Philippe Japiot a transmis au juge Bruguière un exemplaire du contrat indiquant l’existence des commissions (clause 47). Certes, la clause 46 qui la précédait avait été supprimée. Mais le juge pouvait parfaitement exiger une copie intégrale du contrat. Ce qu’il n’a pas fait…
Par ailleurs, le procureur Michel Debacq, en charge du pôle antiterroriste de Paris, qui mènait l’enquête au consulat de France de Karachi, a reçu Randall Bennet, enquêteur américain qui confirma que le mobile serait à rechercher dans la coopération bilatérale pour la vente et la construction des sous-marins.

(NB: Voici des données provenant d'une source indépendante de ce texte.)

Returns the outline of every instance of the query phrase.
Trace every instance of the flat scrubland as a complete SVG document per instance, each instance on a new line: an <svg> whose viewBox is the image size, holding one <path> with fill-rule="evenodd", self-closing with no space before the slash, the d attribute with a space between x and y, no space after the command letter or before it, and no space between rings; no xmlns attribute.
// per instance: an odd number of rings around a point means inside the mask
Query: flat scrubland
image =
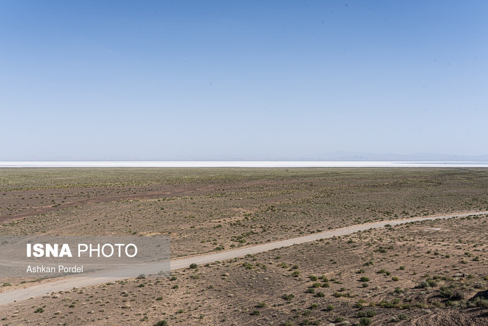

Les éléments recueillis lors de cette enquête seront annulés pour vice de procédure (incompétence territo-riale) à l’exception d’un courriel, émanant d’un adjoint de Bennet, qui sera versé au dossier.
Pourtant, les éléments en faveur du lien entre l’attentat et les contrats portant sur la construction et la vente de sous-marin ne manquaient pas.
Au Pakistan, des hauts responsables de l’Etat-major sont lourdement condamnés précisément pour avoir perçu ces commissions et en France un magistrat de la Commission de discipline budgétaire obtient le 6 juin 2002 de la Commission consultative du secret de la défense nationale l’accord pour la déclassification des comptes rendus – alors couverts par le «secret défense» - de réunions tenues à Matignon (sous le gouvernement d’Edouard Balladur, dont le ministre du Budget était Nicolas Sarkozy) entre le 2 juillet 1993 et le 2 septembre 1994 et portant sur les volets financiers de la vente des sous-marins…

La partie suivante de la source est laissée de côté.